Flight Department Pilot Safety
How Does Employee Retention Help a Flight Department’s Safety Effort?
Being a Corporate Pilot isn’t easy, notes Mario Pierobon. That’s reflected in the relatively short tenure of pilots within a Flight Department. So how can Flight Department Managers keep staff longer and retain the highest safety standards in the process?
One of the realities of Business Aviation is that pilots come and go. They tend to not stick with one employer very long as they seek better opportunities or come to terms with the commercial reality that they have relatively short-term engagements with those who hire them.
Yet a healthy level of employee retention is good for business, and especially useful from a safety management standpoint within the Flight Department.
Those Flight Departments that can boast a healthy level of employee retention demonstrate that they can foster a sense of belonging within their workforce. And with belonging comes greater care and personal accountability.
Employees are more willing to ‘go the extra mile’ to make things work, and they foster ‘continuous improvement’ as a true corporate value, not just lip service.
With a sense of belonging, a genuine confidence can exist that pilots will report safety issues impacting both themselves and their colleagues (as part of the team). Higher employee retention also ensures that the effects of training are maximized. Furthermore, maintaining proficiency through recurrency courses is not just treated as a ‘necessary evil’ providing addenda to the CVs of employees.
So, how does a Flight Department achieve an increased employee retention rate?
The first thing for Flight Department Managers to do is be honest with themselves; they need to be convinced that having employees stick around is a good thing.
Corporate Pilots are not looking for a part-time job – they’re looking for a career. In order to deliver consistently in the workplace they need to have profound career aspirations met and fulfilled. There can be no effective management of employee performance if this fundamental need is not embraced.

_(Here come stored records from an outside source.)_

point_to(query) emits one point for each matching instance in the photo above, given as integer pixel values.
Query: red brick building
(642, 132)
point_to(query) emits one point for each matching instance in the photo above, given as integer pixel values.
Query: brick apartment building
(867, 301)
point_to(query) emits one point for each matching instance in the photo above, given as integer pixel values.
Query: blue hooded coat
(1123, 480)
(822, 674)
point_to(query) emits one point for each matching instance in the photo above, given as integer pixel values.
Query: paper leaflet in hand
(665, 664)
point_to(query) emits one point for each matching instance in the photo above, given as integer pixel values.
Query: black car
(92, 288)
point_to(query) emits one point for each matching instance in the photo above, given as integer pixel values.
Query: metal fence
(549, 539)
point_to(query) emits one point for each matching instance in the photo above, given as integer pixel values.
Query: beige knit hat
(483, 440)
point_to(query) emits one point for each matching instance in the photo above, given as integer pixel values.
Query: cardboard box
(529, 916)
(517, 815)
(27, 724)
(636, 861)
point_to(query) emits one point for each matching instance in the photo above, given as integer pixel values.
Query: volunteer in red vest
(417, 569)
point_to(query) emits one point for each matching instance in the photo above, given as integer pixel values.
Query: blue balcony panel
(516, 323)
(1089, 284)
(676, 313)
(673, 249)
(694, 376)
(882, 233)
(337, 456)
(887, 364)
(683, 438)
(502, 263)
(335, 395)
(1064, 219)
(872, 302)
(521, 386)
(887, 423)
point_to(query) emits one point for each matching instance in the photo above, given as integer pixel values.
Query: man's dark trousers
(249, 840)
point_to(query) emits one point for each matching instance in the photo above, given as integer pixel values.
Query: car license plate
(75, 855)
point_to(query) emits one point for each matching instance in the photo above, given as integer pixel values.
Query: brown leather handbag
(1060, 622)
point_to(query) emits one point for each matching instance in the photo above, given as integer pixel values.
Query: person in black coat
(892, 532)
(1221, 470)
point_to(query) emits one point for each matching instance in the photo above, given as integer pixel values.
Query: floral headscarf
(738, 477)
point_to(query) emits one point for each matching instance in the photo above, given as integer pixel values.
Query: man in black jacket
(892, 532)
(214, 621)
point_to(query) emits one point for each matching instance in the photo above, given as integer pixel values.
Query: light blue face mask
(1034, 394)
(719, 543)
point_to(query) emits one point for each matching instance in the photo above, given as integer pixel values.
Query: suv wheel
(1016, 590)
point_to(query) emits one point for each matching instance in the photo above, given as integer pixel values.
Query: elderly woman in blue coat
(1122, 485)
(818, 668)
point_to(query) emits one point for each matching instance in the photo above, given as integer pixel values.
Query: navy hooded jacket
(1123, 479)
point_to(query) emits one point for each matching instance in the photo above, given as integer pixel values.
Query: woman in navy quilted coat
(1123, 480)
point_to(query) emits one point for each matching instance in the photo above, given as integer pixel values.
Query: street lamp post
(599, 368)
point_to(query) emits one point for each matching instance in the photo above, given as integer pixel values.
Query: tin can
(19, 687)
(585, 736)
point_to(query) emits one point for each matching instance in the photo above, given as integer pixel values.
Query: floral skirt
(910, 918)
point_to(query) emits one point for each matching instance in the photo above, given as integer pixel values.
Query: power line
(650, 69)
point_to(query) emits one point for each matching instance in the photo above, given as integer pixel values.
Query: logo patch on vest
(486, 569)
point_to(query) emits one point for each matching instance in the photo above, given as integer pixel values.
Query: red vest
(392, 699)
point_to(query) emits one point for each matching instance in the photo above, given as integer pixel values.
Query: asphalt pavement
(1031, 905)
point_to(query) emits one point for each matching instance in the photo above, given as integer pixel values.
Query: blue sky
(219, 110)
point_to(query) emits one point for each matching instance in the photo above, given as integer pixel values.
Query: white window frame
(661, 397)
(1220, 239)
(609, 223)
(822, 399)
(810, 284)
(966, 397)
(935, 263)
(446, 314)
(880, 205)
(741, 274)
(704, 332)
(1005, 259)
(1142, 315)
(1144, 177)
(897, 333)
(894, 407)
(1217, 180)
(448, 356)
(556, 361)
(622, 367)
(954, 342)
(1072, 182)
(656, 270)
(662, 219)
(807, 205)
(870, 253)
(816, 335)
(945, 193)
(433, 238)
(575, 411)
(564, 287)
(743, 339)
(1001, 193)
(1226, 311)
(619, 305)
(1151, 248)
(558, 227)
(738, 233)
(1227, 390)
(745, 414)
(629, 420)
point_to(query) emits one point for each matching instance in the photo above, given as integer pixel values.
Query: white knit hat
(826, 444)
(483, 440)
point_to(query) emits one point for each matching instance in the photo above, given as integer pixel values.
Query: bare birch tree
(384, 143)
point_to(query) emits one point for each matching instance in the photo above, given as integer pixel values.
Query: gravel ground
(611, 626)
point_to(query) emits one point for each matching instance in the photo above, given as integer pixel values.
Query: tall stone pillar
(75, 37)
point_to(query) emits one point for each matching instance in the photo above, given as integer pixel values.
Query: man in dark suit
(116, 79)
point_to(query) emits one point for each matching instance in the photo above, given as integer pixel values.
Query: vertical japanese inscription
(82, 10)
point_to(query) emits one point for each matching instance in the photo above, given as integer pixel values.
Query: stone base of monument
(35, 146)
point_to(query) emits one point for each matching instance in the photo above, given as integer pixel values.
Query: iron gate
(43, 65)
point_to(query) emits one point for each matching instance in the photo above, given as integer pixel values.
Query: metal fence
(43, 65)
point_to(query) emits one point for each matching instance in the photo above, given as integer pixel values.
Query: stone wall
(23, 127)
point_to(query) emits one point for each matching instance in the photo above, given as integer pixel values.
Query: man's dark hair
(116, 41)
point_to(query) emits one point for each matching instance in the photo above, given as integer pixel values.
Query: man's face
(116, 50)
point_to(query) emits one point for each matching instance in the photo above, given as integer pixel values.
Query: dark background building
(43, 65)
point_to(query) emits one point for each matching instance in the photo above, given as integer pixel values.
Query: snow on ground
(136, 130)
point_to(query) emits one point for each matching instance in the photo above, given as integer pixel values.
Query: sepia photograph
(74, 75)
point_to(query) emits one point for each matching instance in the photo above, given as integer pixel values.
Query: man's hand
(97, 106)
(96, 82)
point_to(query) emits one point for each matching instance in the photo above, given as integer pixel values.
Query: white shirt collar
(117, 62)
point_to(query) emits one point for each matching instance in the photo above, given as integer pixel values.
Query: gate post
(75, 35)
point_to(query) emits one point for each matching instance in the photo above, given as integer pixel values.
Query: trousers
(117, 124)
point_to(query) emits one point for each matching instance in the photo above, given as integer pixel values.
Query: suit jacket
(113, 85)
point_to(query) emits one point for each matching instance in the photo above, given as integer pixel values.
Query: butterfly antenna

Indeed the very same career aspirations that new recruits have are likely the very same ones that motivated Flight Department Managers when they started out as professional pilots.
Second, new recruits must be offered a suitable salary – yet this is the hardest task to accomplish because the flight operations manager may have relatively little say over budgets. So they often must do the best they can with whatever is made available to them.
If new recruits are not given a fair salary it is almost certain that they will leave, and with that departure the need arises to find someone else who will become familiarized with the workings of the organization.
Familiarization costs time and money, and that indirect personnel cost may not be duly accounted for by senior management.
Thus, the Flight Department Manager should make a compelling case to senior managers and demonstrate how paying better salaries improves the organization’s bottom-line. Paying low salaries is ultimately a short-sighted approach. Advocating this position may require courage and creativity on the part of the Flight Department Manager.
The third effort that flight department managers should achieve is helping personnel fulfil their aspirations. Improving personnel retention (and managing their performance) requires more than good remuneration. Corporate pilots expect to advance in their careers with increasing responsibilities, not just increasing flight hours.
A problem with some Corporate Flight Departments is size. The opportunities for employees to grow as people managers can be limited as there are few levels of management as well as managerial posts available within smaller organizations.
However, the proactive Flight Department Manager will realise the regulatory requirements for air operators entail several functional managerial roles (safety, quality, training, etc.). Opportunities thus exist for employees to grow as functional managers while continuing to fly, and these requirements should be utilized in order to support the fulfilment of career aspirations.
Further, with continuously upgrading aircraft technology there are many shorter-term projects to implement company wide.
Electronic Flight Bag (EFB) and Performance Based Navigation (PBN) transition are examples of technological change within the industry, and the transition from one system to another can be assigned to members of staff to help increase their sense of ownership within the department. Such assignments emphasize that the organization values employee input.
Management’s efforts to enhance job fulfilment for pilots contribute to employee retention. In short, retaining employees might imply higher remuneration costs, but building a loyal and knowledgeable staff results in improved performance and safety standards, which can be inhibited by high levels of personnel turnover.